Mayor Jacob Frey asked for a 7.8% levy increase in August; the City Council adopted 8% in December.

Mayor Jacob Frey opened the 2026 Minneapolis budget in August 2025 by asking for a 7.8% property-tax levy increase. The City Council closed it on Dec. 9, 2025, by adopting 8% — the maximum the Board of Estimate and Taxation had set as a ceiling in September. The gap between those two numbers is the clearest measure of what changed between proposal and adoption.
In his Aug. 13, 2025 budget address, Frey proposed a roughly $2 billion budget. His administration said the 7.8% figure was already trimmed from the roughly 13% increase that maintaining current service levels would have required, achieved through about $23 million in cuts and savings — among them ending police "double-time" overtime.

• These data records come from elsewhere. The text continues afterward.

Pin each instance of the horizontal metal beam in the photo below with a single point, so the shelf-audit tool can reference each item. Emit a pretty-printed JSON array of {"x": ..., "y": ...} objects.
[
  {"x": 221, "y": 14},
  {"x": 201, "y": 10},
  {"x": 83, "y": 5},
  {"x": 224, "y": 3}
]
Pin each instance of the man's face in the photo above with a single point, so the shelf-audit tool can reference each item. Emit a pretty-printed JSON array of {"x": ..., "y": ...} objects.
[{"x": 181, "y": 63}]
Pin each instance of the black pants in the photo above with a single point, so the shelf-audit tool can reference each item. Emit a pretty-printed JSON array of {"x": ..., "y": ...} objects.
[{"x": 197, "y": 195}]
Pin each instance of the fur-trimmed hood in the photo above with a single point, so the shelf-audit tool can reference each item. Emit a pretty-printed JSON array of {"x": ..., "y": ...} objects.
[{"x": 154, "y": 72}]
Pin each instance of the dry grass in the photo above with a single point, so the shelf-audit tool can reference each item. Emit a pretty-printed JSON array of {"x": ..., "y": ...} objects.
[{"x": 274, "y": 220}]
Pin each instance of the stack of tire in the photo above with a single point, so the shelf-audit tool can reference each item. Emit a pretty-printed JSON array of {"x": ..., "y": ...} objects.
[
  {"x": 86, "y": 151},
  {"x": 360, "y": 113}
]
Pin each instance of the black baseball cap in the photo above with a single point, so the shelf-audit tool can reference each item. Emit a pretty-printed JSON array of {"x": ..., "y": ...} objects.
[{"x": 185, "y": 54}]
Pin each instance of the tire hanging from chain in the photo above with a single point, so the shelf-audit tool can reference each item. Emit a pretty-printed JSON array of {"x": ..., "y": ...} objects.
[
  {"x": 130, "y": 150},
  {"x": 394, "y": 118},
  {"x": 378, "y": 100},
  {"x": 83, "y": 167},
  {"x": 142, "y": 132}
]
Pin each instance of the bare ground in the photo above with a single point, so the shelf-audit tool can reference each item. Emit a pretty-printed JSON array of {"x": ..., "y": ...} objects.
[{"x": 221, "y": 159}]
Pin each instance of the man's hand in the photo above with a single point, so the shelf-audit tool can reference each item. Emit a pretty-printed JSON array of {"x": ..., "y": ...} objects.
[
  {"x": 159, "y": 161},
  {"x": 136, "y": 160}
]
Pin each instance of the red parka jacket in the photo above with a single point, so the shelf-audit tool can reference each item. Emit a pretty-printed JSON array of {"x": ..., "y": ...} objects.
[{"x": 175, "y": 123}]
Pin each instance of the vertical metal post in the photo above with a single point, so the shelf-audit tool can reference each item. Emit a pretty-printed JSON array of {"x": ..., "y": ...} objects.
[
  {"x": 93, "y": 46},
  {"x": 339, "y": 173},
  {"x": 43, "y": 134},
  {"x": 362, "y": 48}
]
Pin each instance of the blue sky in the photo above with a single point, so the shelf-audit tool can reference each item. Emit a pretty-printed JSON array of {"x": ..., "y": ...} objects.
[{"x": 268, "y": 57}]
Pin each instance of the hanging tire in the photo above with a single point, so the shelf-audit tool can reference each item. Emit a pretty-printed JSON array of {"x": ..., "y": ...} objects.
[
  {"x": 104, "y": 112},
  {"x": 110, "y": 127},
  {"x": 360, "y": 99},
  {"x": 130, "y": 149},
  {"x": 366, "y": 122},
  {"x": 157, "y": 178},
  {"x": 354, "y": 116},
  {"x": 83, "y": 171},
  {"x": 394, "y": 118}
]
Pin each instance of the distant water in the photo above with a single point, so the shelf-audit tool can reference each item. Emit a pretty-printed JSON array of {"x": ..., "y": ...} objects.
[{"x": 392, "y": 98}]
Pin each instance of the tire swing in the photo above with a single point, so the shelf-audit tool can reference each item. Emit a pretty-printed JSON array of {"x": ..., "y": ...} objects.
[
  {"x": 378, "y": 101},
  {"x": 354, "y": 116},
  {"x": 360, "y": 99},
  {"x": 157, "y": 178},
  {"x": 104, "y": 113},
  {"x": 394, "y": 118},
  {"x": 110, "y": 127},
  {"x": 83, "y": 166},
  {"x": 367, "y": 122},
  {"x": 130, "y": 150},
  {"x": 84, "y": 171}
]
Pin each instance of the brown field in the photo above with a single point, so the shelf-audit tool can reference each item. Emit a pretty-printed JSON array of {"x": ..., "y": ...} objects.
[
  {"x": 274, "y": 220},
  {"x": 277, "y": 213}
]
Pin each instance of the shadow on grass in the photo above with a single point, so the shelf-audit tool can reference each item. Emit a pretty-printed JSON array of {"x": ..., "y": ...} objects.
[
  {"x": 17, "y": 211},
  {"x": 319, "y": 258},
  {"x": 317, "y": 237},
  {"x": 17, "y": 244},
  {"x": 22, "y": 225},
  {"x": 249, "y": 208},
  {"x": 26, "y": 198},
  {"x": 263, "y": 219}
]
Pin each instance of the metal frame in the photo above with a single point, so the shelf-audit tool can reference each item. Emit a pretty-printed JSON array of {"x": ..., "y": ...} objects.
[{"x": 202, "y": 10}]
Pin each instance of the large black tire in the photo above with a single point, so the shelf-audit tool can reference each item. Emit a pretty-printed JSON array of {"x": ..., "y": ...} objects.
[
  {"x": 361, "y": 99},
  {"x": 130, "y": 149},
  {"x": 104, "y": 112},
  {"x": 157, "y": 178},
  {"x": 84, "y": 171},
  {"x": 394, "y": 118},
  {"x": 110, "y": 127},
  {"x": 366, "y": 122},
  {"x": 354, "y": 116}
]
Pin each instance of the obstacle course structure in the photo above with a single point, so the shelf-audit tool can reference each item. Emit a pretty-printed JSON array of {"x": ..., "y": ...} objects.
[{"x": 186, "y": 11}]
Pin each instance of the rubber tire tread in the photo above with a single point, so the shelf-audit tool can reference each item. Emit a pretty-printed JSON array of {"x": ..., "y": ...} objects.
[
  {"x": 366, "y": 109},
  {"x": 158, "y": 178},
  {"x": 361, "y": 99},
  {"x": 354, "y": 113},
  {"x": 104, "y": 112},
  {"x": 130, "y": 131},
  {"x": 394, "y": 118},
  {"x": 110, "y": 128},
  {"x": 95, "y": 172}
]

The council did not simply ratify that number. Over the fall it worked through committee markup and adopted the budget with amendments, ultimately landing on an 8% levy rather than the mayor's 7.8%. The council also rejected proposed cuts that would have eliminated up to eight positions in the mayor's office. The final package was announced jointly by Frey and Council Vice President Aisha Chughtai of Ward 10, who said the council wanted departments to understand that "their budgets are not suggestions".
The prior year offered a sharper contrast. The 2025 budget passed only after the council overrode Frey's veto. The 2026 process replaced that confrontation with a negotiated agreement — a shift that followed the 2025 election, after which the council no longer held a veto-proof majority.
For Lowry Hill and the lakes neighborhoods, the levy is the bottom line: it sets the city portion of the property-tax bill, which appears alongside the Park Board, Hennepin County and school levies on the same Hennepin County statement. Under the adopted plan, the owner of a median-value $333,000 home would pay $2,272 in city property taxes in 2026, an increase of $242.
Residents can read both Frey's proposed budget and the adopted version at minneapolismn.gov/government/budget and see the effect on their own parcel on their county tax statement. The budget is most open to influence in the months between the August address and the December vote, when proposals move through council committees.